Thank you. Can I treat the NvBuffer as CUDA memory and call nppi functions on it directly or do I have to copy out of the NvBuffer and into memory allocated by cudaMalloc?

NvBuffer can be treated as a CUDA memory but it looks like RGBA is not supported in NPP functions. So may need one more buffer for re-sampling RGB to RGBA.

Are both NPP and NvBuffer CUDA accelerated?


Yes. NPP is CUDA accelerated. NvBuffer is hardware DMA buffer which can be accessed by hardware engines(GPU, NVENC, NVDEC, VIC, …) directly.

Is NVJPEGEncoder CUDA accelerated or hardware accelerated or does it just use CPU? Also for color conversions that are supported by both NvBuffer transform and NPP, which library will produce the fastest results on TX2?

NvJPEGEncoder uses an independent JPEG codec engine. It does not use GPU and CPU.

For color conversion, if you call NvBufferTransform(), it uses hardware converter VIC. If you call NPP function, it uses GPU.
If in your use-case, you need GPU for high loading task, we suggest call NvBufferTransform().

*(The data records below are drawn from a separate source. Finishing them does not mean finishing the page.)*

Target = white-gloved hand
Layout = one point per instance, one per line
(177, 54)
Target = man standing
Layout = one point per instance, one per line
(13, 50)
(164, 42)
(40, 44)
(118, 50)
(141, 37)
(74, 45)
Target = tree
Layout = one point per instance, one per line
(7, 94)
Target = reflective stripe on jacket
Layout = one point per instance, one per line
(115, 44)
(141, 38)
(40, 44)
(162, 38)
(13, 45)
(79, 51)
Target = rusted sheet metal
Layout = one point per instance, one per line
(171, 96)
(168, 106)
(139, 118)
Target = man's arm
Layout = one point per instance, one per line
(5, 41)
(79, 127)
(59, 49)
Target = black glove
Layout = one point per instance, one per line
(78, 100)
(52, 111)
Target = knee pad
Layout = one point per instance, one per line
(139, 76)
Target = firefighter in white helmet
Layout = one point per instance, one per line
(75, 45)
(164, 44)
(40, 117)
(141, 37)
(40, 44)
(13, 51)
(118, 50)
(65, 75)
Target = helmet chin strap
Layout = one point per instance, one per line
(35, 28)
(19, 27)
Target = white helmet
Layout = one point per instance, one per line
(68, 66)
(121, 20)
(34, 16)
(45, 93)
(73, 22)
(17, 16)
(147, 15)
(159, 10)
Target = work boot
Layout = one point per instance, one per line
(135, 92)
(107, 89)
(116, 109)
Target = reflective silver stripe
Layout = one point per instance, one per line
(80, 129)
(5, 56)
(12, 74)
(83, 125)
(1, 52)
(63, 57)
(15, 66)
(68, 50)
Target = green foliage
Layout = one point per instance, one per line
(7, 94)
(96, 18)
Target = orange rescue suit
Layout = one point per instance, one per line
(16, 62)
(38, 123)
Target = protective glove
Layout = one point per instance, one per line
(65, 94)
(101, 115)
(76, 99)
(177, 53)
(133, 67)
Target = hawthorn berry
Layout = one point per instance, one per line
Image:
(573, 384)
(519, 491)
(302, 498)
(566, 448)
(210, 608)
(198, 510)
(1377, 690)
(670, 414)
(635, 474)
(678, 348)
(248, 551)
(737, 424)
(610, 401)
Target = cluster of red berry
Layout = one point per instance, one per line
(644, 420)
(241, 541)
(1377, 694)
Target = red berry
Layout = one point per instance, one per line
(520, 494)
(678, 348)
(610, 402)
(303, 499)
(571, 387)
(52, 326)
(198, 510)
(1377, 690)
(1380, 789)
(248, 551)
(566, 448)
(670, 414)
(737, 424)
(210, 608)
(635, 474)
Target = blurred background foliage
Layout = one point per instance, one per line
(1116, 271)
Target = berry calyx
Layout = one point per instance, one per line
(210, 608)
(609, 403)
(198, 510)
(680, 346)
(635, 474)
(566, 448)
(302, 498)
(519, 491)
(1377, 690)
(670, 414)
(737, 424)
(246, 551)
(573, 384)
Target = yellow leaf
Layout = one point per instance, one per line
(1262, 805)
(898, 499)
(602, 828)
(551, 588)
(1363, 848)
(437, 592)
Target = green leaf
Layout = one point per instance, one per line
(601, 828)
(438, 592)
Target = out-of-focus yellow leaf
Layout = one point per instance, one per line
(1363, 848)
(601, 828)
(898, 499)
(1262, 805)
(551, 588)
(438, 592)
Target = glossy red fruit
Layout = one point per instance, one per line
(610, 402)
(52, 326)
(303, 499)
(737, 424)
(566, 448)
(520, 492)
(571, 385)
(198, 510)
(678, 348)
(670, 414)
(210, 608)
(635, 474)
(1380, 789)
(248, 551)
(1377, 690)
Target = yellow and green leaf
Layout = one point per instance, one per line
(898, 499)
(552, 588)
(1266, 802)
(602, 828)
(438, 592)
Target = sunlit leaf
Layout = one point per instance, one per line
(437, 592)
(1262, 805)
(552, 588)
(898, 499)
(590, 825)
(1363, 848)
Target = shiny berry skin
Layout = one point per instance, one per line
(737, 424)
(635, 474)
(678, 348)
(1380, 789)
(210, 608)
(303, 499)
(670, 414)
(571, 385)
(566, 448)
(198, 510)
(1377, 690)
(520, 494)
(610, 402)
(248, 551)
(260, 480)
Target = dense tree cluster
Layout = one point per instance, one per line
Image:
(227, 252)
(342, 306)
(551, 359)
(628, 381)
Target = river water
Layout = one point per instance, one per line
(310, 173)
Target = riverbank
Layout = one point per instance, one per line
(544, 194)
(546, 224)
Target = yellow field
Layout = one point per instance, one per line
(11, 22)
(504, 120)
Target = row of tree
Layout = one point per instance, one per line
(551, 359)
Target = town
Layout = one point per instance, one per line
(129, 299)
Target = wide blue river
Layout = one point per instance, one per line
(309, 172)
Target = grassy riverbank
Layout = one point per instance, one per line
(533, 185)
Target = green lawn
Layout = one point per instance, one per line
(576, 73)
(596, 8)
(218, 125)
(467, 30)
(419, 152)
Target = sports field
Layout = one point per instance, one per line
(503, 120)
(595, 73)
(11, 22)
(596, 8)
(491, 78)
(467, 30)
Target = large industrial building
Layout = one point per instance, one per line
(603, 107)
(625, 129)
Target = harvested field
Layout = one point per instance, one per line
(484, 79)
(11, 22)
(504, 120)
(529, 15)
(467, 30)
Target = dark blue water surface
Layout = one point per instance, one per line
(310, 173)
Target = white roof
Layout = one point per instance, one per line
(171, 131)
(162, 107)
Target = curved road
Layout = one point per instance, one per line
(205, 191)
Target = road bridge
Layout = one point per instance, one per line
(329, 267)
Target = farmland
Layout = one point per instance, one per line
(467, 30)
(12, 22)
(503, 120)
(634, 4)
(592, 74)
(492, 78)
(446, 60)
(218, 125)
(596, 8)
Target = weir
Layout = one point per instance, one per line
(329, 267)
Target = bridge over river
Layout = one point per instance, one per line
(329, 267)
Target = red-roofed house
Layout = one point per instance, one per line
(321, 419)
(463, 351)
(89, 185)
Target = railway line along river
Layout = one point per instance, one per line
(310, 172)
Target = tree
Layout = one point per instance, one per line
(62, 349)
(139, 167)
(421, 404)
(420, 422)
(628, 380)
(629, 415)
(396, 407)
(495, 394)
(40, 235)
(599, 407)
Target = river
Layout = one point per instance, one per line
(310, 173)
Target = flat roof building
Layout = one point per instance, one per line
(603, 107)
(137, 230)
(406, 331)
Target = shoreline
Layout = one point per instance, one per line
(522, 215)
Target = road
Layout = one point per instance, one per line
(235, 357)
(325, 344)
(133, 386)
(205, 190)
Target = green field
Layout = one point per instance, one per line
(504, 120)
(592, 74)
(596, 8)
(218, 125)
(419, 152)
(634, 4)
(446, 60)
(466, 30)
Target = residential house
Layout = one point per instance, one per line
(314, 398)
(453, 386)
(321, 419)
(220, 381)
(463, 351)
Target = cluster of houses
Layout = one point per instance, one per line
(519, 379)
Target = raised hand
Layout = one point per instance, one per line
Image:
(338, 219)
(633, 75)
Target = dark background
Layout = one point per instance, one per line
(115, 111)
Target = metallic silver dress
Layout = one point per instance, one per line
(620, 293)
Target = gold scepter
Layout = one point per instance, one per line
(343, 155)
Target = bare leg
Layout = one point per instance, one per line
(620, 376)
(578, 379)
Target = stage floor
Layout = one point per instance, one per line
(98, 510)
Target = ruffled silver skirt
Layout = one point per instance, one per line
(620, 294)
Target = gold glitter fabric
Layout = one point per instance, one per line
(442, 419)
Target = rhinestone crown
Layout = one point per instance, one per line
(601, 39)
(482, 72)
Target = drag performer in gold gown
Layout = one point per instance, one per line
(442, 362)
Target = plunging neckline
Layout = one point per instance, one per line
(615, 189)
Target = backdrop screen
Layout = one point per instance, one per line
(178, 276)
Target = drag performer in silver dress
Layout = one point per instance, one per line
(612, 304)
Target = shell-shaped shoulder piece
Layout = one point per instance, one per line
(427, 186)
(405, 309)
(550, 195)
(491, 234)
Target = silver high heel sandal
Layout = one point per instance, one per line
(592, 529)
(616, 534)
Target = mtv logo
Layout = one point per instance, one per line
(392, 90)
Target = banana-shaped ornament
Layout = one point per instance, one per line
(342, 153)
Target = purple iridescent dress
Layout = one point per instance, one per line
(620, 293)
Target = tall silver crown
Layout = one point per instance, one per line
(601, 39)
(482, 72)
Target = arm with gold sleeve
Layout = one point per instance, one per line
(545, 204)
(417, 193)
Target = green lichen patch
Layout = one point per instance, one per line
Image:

Thank you, I am using this information to write a TX2 image conversion library that will do compile-time shortest path analysis for all possible image conversions using a combination of Npp, NvBuffer, and NvJPEGEncoder/NvJPEGDecoder. Is it safe to treat NvBuffer planes as device memory and use them for input and output of Npp functions. I mainly need that for doing conversions to/from packed color spaces.